En Alemania, cuyo gobierno de socialdemócratas y verdes inspira distintos avances sociales que se producen en España, cualquier persona en paro menor de 55 años puede perder sus subvenciones por desempleo si rechaza dedicarse a la prostitución.
La explicación es sencilla: legalizada desde hace dos años, la prostitución es como cualquier otra faena; quien desdeñe la oferta de un burdel demuestra que no quiere trabajar y pierde los derechos laborales.
Los rufianes son ahora probos empresarios que seleccionan su personal en las listas de desempleados. A uno de ellos le gustó una muchacha de 25 años, informática en paro. Le ofreció su prostíbulo. Como rechazó la oferta, la chica perdió las prestaciones sociales.
Las prostitutas pagan impuestos y seguridad social. Como cualquier trabajador, cobran el desempleo. Pero solo por baja laboral, porque la actividad no puede dejarse por razones morales: la meretriz que desee recuperar la dignidad y decida no comerciar con el cuerpo pierde los derechos tan duramente adquiridos.

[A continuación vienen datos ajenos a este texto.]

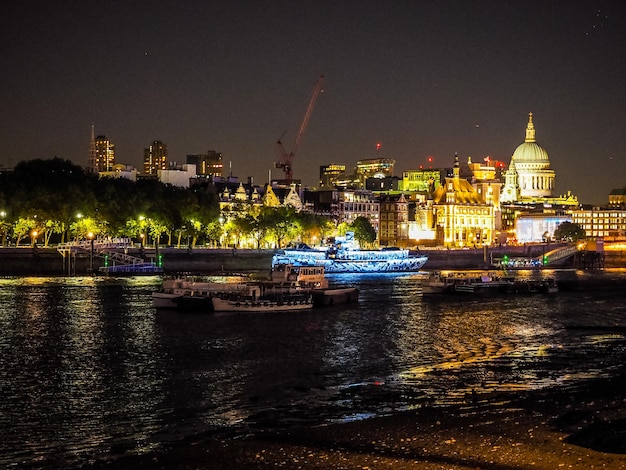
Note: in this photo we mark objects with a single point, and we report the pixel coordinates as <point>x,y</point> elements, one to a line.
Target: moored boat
<point>484,283</point>
<point>465,283</point>
<point>344,256</point>
<point>252,303</point>
<point>190,294</point>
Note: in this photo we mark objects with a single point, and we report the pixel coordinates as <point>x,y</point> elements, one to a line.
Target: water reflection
<point>88,367</point>
<point>81,355</point>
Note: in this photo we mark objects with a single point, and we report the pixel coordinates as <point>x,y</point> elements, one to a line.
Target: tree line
<point>55,201</point>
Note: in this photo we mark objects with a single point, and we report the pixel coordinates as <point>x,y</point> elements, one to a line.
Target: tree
<point>570,232</point>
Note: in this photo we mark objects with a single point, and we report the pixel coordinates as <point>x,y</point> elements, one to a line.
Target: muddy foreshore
<point>555,428</point>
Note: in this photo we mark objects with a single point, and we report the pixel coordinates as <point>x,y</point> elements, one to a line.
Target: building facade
<point>373,168</point>
<point>209,164</point>
<point>154,158</point>
<point>394,220</point>
<point>461,216</point>
<point>103,154</point>
<point>329,175</point>
<point>529,176</point>
<point>599,223</point>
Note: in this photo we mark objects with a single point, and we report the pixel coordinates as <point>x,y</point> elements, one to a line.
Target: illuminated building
<point>373,168</point>
<point>101,154</point>
<point>344,205</point>
<point>209,164</point>
<point>178,176</point>
<point>597,222</point>
<point>329,174</point>
<point>120,171</point>
<point>529,176</point>
<point>394,220</point>
<point>617,198</point>
<point>154,158</point>
<point>530,228</point>
<point>484,179</point>
<point>421,180</point>
<point>460,214</point>
<point>358,203</point>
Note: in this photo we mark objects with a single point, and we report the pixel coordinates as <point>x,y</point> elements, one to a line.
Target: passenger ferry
<point>344,256</point>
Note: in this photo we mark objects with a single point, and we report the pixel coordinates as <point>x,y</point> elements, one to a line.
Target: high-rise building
<point>104,154</point>
<point>209,164</point>
<point>92,163</point>
<point>329,174</point>
<point>374,168</point>
<point>155,158</point>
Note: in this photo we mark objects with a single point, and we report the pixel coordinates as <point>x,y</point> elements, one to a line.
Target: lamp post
<point>3,227</point>
<point>90,237</point>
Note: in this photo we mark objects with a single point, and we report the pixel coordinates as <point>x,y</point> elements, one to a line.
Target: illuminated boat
<point>345,257</point>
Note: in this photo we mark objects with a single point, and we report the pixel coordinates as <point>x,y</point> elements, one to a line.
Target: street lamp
<point>90,237</point>
<point>3,226</point>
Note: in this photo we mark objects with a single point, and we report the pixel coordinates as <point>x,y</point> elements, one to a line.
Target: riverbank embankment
<point>38,261</point>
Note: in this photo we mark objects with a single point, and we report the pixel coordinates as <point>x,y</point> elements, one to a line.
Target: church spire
<point>530,129</point>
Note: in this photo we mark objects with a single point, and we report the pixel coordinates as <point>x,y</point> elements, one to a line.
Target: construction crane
<point>285,160</point>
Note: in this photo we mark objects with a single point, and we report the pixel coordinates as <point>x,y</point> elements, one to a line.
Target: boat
<point>188,293</point>
<point>465,283</point>
<point>484,283</point>
<point>253,301</point>
<point>288,288</point>
<point>345,256</point>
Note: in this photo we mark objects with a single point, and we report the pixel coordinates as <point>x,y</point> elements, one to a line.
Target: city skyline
<point>421,78</point>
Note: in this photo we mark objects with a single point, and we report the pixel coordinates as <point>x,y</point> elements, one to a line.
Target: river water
<point>89,369</point>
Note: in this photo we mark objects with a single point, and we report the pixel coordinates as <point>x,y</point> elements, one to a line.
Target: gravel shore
<point>547,429</point>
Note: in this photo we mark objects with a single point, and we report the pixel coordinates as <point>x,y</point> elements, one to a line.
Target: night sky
<point>423,78</point>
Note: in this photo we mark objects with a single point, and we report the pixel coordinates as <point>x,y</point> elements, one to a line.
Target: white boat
<point>311,279</point>
<point>484,283</point>
<point>345,257</point>
<point>257,303</point>
<point>465,283</point>
<point>191,294</point>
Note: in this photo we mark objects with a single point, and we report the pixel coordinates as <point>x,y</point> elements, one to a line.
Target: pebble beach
<point>544,429</point>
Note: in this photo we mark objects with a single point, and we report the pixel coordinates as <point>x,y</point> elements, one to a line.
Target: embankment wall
<point>49,262</point>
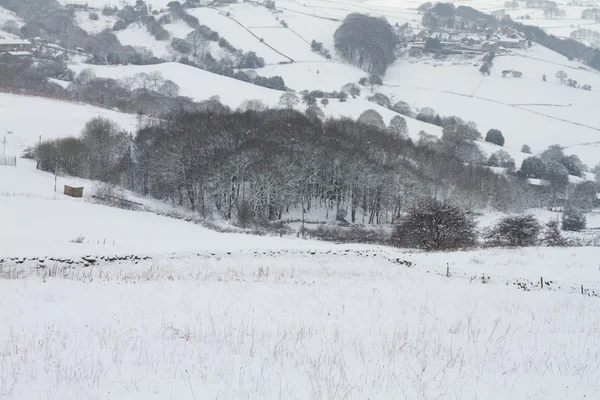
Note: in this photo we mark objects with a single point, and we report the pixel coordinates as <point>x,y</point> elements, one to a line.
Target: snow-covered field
<point>291,324</point>
<point>29,117</point>
<point>193,82</point>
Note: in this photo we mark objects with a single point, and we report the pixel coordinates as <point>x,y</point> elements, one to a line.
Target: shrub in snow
<point>402,107</point>
<point>495,136</point>
<point>371,117</point>
<point>552,236</point>
<point>181,45</point>
<point>108,11</point>
<point>516,231</point>
<point>380,99</point>
<point>532,167</point>
<point>435,225</point>
<point>398,127</point>
<point>573,220</point>
<point>314,113</point>
<point>352,89</point>
<point>502,159</point>
<point>119,25</point>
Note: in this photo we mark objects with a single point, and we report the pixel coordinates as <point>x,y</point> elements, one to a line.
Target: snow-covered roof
<point>13,41</point>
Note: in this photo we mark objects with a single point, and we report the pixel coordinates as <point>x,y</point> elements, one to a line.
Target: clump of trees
<point>495,136</point>
<point>274,161</point>
<point>514,231</point>
<point>573,220</point>
<point>367,42</point>
<point>317,47</point>
<point>552,161</point>
<point>503,160</point>
<point>100,153</point>
<point>435,225</point>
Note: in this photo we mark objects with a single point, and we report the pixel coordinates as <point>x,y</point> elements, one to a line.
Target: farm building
<point>15,46</point>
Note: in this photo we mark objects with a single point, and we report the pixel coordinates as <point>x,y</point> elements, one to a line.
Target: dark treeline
<point>264,164</point>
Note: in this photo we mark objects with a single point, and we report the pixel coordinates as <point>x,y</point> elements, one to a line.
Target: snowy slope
<point>195,83</point>
<point>137,35</point>
<point>31,117</point>
<point>238,35</point>
<point>44,223</point>
<point>90,26</point>
<point>296,325</point>
<point>323,75</point>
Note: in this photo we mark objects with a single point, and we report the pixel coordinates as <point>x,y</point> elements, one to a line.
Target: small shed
<point>73,191</point>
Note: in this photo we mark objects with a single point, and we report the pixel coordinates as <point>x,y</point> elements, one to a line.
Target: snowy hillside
<point>29,118</point>
<point>193,82</point>
<point>202,312</point>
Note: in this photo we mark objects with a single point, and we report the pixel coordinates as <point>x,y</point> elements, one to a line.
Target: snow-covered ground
<point>90,26</point>
<point>137,35</point>
<point>193,82</point>
<point>29,118</point>
<point>291,324</point>
<point>7,15</point>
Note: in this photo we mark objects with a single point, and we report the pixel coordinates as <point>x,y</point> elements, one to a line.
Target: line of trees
<point>275,161</point>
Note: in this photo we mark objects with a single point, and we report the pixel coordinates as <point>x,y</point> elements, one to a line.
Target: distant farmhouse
<point>77,6</point>
<point>460,42</point>
<point>15,47</point>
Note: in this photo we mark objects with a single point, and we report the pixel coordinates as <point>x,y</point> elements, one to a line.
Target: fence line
<point>10,161</point>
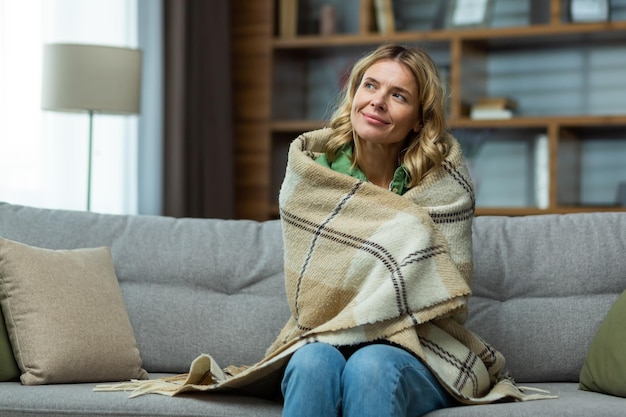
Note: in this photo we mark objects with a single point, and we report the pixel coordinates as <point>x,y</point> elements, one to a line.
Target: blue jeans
<point>376,380</point>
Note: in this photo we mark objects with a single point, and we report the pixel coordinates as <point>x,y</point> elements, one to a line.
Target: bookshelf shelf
<point>567,77</point>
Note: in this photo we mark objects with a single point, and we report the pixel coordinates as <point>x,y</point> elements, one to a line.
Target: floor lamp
<point>92,79</point>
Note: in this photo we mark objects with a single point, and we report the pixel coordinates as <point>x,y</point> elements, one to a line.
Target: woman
<point>376,215</point>
<point>389,130</point>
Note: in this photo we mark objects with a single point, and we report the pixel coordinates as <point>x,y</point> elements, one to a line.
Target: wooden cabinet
<point>563,151</point>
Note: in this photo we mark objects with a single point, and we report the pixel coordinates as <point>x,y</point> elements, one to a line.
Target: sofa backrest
<point>542,285</point>
<point>191,286</point>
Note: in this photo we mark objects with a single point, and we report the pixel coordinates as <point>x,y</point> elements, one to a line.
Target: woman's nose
<point>378,101</point>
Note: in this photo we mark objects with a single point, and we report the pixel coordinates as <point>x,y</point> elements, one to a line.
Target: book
<point>288,18</point>
<point>384,16</point>
<point>541,172</point>
<point>493,108</point>
<point>485,114</point>
<point>498,103</point>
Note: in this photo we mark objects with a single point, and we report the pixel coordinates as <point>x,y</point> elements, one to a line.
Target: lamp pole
<point>90,158</point>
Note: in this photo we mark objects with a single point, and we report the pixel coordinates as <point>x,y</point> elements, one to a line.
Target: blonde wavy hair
<point>424,151</point>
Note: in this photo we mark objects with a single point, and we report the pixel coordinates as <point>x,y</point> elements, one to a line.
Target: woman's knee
<point>315,361</point>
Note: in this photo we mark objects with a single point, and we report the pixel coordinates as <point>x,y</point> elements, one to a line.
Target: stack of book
<point>493,108</point>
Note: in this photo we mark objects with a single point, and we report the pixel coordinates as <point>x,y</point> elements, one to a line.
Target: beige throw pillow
<point>65,315</point>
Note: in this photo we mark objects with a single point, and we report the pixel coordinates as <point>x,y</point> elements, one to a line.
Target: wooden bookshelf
<point>295,95</point>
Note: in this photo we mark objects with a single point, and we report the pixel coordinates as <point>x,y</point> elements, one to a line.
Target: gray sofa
<point>216,286</point>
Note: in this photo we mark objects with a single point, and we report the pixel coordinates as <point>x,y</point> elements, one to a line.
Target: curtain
<point>43,154</point>
<point>198,139</point>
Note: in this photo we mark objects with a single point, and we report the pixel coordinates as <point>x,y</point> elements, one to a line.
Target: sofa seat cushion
<point>65,400</point>
<point>604,369</point>
<point>65,315</point>
<point>572,402</point>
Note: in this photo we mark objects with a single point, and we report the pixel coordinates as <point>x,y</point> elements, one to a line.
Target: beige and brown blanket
<point>364,264</point>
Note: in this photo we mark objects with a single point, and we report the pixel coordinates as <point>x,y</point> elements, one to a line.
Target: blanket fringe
<point>164,386</point>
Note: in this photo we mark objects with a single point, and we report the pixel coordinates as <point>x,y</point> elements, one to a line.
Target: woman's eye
<point>399,96</point>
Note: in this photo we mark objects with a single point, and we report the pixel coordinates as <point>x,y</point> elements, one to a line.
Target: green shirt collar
<point>343,165</point>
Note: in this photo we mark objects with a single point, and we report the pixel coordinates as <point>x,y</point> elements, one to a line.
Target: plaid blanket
<point>363,264</point>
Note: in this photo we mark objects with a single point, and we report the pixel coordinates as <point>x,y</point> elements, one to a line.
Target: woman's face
<point>386,105</point>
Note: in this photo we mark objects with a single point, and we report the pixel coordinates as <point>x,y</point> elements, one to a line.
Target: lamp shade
<point>95,78</point>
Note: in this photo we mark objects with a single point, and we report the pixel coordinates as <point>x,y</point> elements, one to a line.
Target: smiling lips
<point>372,118</point>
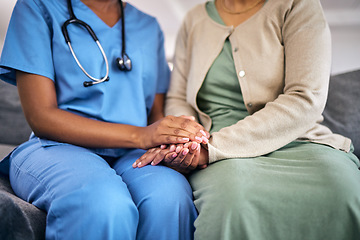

Con cinco millones de alemanes en paro, calculemos que por lo menos medio millón de chicas y chicos pueden ser atractivos para los proxenetas. Si rechazan la trata que les ofrecen, los rufianes pueden denunciarlos a la Seguridad Social. Que estudia, además, premiar a quienes demuestren que los parados subvencionados no quieren trabajar.
Estamos en tiempos en los que la relatividad cultural hace todo aceptable, incluyendo la prostitución como actividad ejemplar, la poligamia o lo cualquier otra indignidad. Vender el cuerpo no es ser víctima de una explotación, sino tener un trabajo digno, como cualquier otro.
En España ya hay sentencias judiciales que exigen a los proxenetas la regularización de las prostitutas a las que explotan. Parece lógico. Y también que todos nos hagamos rufianes: pronto, el Estado proxeneta nos pagará comisiones por denunciar a quienes rechacen vender sus cuerpos.